RxJava2: Schedulers 101 or simplified concurrency, part 1.

Jacques Ledoux
7 min readJul 9, 2018

--

Today, we’re going to talk about Scheduler but first, let’s clarify that they have nothing to do with a hockey game or a dentist appointment. Schedulers, in the asynchronous/reactive universe, are objects that simplify concurrency management. To summarize the definition provided by RxJava2 Javadoc, a Scheduler is basically an API used to “schedule” a unit of work to be processed by an underlying execution scheme, be it a Thread, an event loop, an Executor or an Actor.

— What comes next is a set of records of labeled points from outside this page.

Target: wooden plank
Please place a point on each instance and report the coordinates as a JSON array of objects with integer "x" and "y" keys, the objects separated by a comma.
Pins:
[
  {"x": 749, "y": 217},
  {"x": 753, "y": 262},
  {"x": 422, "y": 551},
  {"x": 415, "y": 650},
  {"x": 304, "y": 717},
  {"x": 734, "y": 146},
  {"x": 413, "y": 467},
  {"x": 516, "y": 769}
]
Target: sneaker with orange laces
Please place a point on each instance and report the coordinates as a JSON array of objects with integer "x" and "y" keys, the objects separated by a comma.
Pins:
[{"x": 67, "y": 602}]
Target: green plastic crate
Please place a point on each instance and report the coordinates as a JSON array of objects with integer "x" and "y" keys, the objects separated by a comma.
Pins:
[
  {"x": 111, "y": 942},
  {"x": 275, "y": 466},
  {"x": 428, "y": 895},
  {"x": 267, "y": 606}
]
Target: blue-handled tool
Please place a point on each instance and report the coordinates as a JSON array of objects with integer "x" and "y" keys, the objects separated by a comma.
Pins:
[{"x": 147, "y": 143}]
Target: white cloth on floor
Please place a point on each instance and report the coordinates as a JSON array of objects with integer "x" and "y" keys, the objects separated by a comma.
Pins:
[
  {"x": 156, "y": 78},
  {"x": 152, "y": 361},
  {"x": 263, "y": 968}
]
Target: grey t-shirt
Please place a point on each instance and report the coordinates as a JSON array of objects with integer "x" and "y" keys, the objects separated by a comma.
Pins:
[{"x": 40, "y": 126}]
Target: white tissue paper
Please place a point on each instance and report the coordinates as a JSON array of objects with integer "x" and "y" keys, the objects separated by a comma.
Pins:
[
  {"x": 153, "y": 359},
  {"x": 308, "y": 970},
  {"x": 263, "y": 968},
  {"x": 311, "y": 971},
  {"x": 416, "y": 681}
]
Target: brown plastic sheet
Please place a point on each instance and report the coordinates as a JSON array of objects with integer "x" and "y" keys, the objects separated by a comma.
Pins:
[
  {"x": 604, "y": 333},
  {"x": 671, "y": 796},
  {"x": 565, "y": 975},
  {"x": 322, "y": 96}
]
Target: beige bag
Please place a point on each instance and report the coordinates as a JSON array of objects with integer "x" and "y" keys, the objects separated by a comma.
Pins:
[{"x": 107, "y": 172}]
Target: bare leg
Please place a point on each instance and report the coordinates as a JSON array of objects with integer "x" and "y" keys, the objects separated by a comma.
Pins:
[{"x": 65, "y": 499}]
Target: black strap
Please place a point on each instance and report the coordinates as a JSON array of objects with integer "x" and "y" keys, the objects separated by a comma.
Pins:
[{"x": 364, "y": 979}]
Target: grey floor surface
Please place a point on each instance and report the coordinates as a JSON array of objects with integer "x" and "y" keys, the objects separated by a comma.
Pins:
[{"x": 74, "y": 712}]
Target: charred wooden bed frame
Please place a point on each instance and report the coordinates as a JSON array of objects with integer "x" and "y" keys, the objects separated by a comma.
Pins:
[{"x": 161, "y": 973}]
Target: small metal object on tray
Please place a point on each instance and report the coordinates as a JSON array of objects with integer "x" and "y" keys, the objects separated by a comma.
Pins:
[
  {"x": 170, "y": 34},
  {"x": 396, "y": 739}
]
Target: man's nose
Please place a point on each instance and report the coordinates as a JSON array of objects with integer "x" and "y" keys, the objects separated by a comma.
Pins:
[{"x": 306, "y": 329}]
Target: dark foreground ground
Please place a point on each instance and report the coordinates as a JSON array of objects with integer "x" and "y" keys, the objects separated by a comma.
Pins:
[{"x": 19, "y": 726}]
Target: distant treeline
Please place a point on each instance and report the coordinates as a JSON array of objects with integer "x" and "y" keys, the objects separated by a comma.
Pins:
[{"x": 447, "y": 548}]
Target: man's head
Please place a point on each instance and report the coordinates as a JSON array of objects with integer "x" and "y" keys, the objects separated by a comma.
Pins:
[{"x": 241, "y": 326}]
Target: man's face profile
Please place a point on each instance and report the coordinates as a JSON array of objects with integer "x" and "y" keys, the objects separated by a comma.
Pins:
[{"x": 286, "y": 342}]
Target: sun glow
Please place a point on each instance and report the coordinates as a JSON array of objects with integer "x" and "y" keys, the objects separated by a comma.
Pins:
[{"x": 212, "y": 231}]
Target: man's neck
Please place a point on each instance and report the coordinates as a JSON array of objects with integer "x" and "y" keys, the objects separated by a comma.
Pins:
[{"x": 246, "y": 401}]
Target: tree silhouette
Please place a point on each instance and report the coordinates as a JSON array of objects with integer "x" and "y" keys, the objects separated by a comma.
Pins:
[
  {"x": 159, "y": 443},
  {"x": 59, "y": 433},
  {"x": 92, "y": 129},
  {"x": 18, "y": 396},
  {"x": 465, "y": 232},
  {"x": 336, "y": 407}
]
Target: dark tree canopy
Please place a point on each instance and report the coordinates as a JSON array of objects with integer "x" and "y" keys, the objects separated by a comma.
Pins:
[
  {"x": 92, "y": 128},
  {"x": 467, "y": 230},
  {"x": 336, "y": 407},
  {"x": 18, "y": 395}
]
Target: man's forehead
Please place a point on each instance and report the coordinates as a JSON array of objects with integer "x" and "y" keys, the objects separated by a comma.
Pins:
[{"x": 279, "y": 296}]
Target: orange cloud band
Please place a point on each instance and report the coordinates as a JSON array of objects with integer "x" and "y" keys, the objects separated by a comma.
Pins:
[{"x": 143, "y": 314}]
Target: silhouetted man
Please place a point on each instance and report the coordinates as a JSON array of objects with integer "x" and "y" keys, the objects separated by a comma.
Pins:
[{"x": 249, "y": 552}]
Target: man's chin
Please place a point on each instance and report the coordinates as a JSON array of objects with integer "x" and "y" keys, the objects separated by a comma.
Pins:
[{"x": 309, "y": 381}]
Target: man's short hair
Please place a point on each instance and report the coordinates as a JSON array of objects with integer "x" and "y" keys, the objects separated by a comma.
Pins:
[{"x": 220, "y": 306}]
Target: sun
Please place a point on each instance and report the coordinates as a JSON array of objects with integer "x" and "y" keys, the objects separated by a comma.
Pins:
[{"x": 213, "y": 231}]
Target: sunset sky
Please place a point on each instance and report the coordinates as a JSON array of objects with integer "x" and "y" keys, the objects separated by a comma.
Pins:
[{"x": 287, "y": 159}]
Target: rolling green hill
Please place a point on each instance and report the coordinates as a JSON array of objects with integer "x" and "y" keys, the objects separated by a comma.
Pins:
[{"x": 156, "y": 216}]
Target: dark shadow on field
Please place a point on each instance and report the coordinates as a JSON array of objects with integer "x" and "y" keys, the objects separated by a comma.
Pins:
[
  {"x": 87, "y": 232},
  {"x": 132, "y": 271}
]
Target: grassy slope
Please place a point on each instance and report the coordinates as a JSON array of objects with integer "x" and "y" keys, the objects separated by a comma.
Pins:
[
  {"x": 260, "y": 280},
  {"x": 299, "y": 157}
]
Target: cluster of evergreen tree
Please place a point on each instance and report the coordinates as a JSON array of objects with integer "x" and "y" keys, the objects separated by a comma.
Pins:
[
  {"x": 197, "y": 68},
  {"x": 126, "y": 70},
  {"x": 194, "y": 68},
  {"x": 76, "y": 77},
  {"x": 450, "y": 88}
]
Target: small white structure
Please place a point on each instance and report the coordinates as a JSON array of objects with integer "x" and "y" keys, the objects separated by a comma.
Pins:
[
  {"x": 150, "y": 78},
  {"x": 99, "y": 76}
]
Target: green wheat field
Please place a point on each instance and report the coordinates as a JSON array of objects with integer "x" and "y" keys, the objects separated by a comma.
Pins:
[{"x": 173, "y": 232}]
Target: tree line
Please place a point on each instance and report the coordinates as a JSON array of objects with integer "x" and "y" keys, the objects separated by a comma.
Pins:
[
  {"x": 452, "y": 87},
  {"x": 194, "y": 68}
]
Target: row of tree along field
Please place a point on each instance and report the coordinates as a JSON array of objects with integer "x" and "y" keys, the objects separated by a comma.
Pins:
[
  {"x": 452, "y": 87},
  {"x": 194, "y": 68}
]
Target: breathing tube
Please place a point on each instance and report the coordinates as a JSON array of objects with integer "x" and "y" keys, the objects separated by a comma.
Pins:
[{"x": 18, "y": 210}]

However, don’t let the title fool you into thinking that, all of a sudden, concurrency management has become a trivial given. Schedulers have simplified the concurrency management API but one still has to understand and reason about what’s going on underneath.

Note: This post will only address cold Observables stream constructs. We’ll look at hot Observables in a future post.

1. Schedulers

Basically, a Scheduler closely resembles a Java Executor or a thread pool. RxJava2 provides ready-made Schedulers, each of which being configured for a specific type of work. They have their own specification regarding numbers of Threads and job order. Few links where you can get detailed documentation for each type are provided as you read. For now, we’ll simply enumerate the provided Schedulers with a brief description of their respective behavior;

  1. Schedulers.computation: used for expensive CPU computations, as many threads as CPUs
  2. Schedulers.io: used for high-latency I/O operations like I/O, unbounded thread pool
  3. Schedulers.single: performs task sequentially and in order on a single Thread
  4. Schedulers.trampoline: used for recursive operations to avoid stack overrun
  5. Schedulers.newThread: creates a new Thread for each scheduled unit of work
  6. Schedulers.from(Executor executor): creates and returns a Scheduler backed by the provided executor.

2. Operators

Now, let’s get familiar with stream operators that provide control over the Schedulers.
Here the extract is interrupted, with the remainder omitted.